Wheeler Walker Jr. country music

Is it four?

Yeah, I didn’t think so either….

On a recent Sunday afternoon, my kids and I were splashing around in the pool. I glanced at the setting sun, took a sip of my tasty adult beverage, and hit “play” on the Whiskey Riff New Music Friday playlist. Life was good that day.

But just as I settled onto the pool steps to ponder what an epic dad I had become, my ears caught a few lyrics from the speakers that sounded a little off:

“I got a girl and buddy she’s smokin’ hot
You can find her outside suckin’ dicks in the parking lot
It’s hard to find a girl with a job anymore
And ooh! I love my honky-tonk whore”

Uh oh.

I scooped up my two-year-old under one arm and stumbled up the steps. Where the hell was my phone?! I had to skip songs before the next chorus, lest my four-year-old ask me “Daddy, what was that girl doing in the parking lot?”

In a panic, I found my phone, skipped the song, and glanced at my wife. Thank God, she didn’t notice. I set my toddler back in the water, and cursed Whiskey Riff under my breath for their not-safe-for-family-Sunday playlist.

But part of me thought I should’ve just let it play.

Eventually my sons will need to appreciate a rare talent like Wheeler Walker Jr. A song like “Honky Tonk Whore” is vulgar, sure. But they’ll hear the words on the schoolyard or from their buddy’s dad soon enough.

It’s better for them to hear it in our own backyard, where I’m available to explain the context and proper situations to use such words. Right?

Wheeler’s message is nuanced and potentially confusing to a young mind. But as a parent who wants to raise well-adjusted, intelligent kids, I should expose them to challenging art forms at an early age. Right?

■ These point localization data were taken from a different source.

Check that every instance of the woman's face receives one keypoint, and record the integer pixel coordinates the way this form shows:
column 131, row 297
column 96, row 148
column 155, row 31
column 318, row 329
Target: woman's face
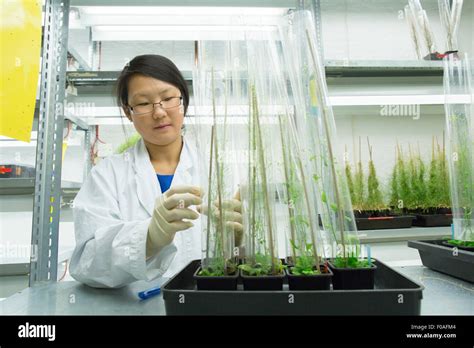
column 160, row 126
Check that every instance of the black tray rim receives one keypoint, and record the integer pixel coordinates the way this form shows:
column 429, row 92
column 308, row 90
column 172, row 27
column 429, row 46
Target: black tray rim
column 419, row 287
column 424, row 245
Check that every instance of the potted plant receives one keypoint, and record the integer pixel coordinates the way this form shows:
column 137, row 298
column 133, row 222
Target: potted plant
column 262, row 269
column 434, row 210
column 305, row 270
column 370, row 210
column 218, row 269
column 455, row 256
column 316, row 125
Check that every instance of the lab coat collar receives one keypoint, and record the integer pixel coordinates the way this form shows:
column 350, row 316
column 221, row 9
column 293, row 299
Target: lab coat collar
column 148, row 188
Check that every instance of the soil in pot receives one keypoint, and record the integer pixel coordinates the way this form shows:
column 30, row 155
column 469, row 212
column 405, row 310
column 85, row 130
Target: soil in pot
column 316, row 281
column 352, row 275
column 254, row 278
column 381, row 219
column 460, row 244
column 433, row 217
column 204, row 281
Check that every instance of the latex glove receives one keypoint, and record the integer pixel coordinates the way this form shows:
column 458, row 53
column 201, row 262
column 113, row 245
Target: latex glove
column 232, row 210
column 171, row 209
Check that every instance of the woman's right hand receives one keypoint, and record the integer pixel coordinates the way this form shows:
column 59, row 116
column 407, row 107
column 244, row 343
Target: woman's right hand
column 171, row 209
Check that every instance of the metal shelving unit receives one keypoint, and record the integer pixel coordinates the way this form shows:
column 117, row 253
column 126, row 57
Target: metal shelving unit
column 43, row 267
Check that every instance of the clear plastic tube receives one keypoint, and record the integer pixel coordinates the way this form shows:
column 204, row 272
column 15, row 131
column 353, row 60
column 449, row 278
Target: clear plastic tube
column 458, row 82
column 316, row 128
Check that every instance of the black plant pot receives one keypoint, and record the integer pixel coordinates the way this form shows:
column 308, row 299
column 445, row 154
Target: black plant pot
column 461, row 247
column 352, row 278
column 433, row 220
column 310, row 282
column 259, row 283
column 228, row 282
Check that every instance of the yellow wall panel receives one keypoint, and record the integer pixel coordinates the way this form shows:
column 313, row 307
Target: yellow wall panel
column 20, row 47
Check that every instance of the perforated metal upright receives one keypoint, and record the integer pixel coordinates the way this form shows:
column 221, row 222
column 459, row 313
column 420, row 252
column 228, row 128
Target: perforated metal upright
column 44, row 240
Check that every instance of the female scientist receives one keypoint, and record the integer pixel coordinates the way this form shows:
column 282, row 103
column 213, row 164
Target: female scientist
column 134, row 214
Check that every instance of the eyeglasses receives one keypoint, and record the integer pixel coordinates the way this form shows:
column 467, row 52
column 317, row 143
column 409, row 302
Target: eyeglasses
column 146, row 108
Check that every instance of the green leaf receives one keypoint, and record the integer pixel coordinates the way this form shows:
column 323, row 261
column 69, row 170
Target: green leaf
column 323, row 197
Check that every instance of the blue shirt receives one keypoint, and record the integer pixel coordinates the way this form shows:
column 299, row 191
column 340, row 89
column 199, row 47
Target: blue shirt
column 165, row 181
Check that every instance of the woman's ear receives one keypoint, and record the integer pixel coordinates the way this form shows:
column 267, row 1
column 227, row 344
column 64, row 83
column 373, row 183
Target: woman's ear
column 126, row 111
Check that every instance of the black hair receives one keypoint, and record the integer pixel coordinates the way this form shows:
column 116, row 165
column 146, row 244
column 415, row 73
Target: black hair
column 152, row 65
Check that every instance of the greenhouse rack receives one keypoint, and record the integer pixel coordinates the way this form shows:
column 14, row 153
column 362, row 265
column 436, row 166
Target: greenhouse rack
column 394, row 294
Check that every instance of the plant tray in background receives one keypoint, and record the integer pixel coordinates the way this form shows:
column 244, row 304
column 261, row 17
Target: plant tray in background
column 394, row 294
column 442, row 258
column 433, row 220
column 384, row 222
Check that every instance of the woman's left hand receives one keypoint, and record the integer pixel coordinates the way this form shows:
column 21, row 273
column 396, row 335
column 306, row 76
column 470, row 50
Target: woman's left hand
column 232, row 210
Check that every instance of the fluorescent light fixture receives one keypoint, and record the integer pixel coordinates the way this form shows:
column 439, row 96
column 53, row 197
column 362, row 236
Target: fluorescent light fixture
column 127, row 23
column 435, row 99
column 181, row 10
column 175, row 33
column 178, row 16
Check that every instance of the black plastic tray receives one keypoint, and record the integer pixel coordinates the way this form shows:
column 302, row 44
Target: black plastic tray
column 441, row 258
column 385, row 222
column 394, row 294
column 434, row 220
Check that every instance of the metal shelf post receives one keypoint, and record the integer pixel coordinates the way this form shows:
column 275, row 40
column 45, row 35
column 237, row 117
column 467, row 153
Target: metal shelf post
column 45, row 226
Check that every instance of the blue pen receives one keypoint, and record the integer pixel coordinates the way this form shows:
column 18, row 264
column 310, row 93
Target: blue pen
column 149, row 293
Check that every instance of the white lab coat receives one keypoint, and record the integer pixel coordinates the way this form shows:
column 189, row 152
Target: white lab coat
column 112, row 212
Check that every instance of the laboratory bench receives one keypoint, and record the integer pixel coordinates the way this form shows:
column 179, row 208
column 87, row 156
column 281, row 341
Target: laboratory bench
column 443, row 295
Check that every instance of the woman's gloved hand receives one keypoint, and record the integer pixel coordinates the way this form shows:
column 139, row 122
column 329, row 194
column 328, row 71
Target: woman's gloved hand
column 170, row 210
column 232, row 210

Then again, they ARE in preschool.

This parenting thing is hard. You can’t just kick back on a Sunday afternoon by the pool with a few beers and a country music playlist without potentially poisoning the young minds you’re responsible for raising. I want to share my full self with my sons. But maybe I should stop short of sharing my full playlist….

I think I did the right thing this week. I should save the exegesis of “Honky Tonk Whore” for my sons’ school-age years, at the earliest.